Jack B. Jacobs, Justice

ORDER

This 25th day of March 2014, upon consideration of the appellant's opening brief, the State's motion to affirm, the parties' supplemental filings, and the record below including the supplemental transcript, it appears to the Court that:

(1) The defendant-appellant, Albert Wickkiser, filed this appeal from an October 14, 2013 Superior Court order denying his motion for correction of sentence. We find no merit to the appeal. Accordingly, we affirm.

(2) The record reflects that in January 2011 Wickkiser pled guilty to one count each of Disregarding a Police Officer's Signal, Reckless Endangering in the Second Degree, and Driving during Suspension/Revocation. As part of his plea agreement, Wickkiser agreed that he was eligible to be sentenced as an habitual offender. The transcript of Wickkiser's sentencing on June 3, 2011 reflects that Wickkiser agreed that his prior criminal record provided an adequate factual basis for the Superior Court to declare him to be an habitual offender. Wickkiser acknowledged that because Disregarding a Police Officer's Signal was a Title 21 felony, and not a Title 11 " violent" felony, he was not subject to a minimum mandatory term of incarceration but instead was subject to a non-mandatory sentencing range of two years to life imprisonment.[1]

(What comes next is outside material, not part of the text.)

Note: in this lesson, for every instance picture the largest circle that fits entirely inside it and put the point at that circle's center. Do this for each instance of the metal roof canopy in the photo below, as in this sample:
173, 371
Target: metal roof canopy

(3) On June 3, 2011, the Superior Court declared Wickkiser to be an habitual offender and sentenced him on the charge of Disregarding a Police Officer's Signal to four years at Level V incarceration. On his remaining charges, the Superior Court sentenced Wickkiser to a total period of one year and six months at Level V incarceration to be suspended entirely for decreasing levels of supervision. Wickkiser did not appeal to this Court. Instead, in August 2011, Wickkiser filed a motion for modification of sentence, which the Superior Court denied. Wickkiser did not appeal that decision. In September 2013, Wickkiser filed a motion for correction of illegal sentence. The Superior Court denied that motion on October 18, 2013. This appeal followed.

(4) Wickkiser's sole argument on appeal is that the Superior Court improperly declared him to be an habitual offender pursuant to 11 Del. C . § 4214(a) based on his conviction for a non-qualifying Title 21 felony. We find no merit to Wickkiser's claim.

(5) Section 4214(a) provides that any person who has been:

3 times convicted of a felony . . . under the laws of this, and/or any other state, United States or any territory of the United States, and who shall thereafter be convicted of a subsequent felony of this State is declared to be an habitual criminal, and the court in which such 4th or subsequent conviction is had, in imposing sentence, may in its discretion, impose a sentence of up to life imprisonment upon the person so convicted.[2]

The extent of the enhanced punishment imposed upon an habitual offender depends upon the number and gravity of the offender's prior crimes as well as the gravity of the crime for which the offender is being sentenced.[3] Contrary to Wickkiser's argument on appeal, Section 4214(a) does not exclude Title 21 felonies as qualifying felonies.

(6) In this case, Wickkiser had the requisite number of qualifying felonies, which he openly admitted in the Superior Court. Wickkiser's subsequent guilty plea to another felony led the Superior Court to properly declare Wickkiser to be an habitual offender.[4] Consequently, we find no error in the Superior Court's denial of Wickkiser's motion for correction of an illegal sentence.

NOW, THEREFORE, IT IS ORDERED that the judgment of the Superior Court is AFFIRMED.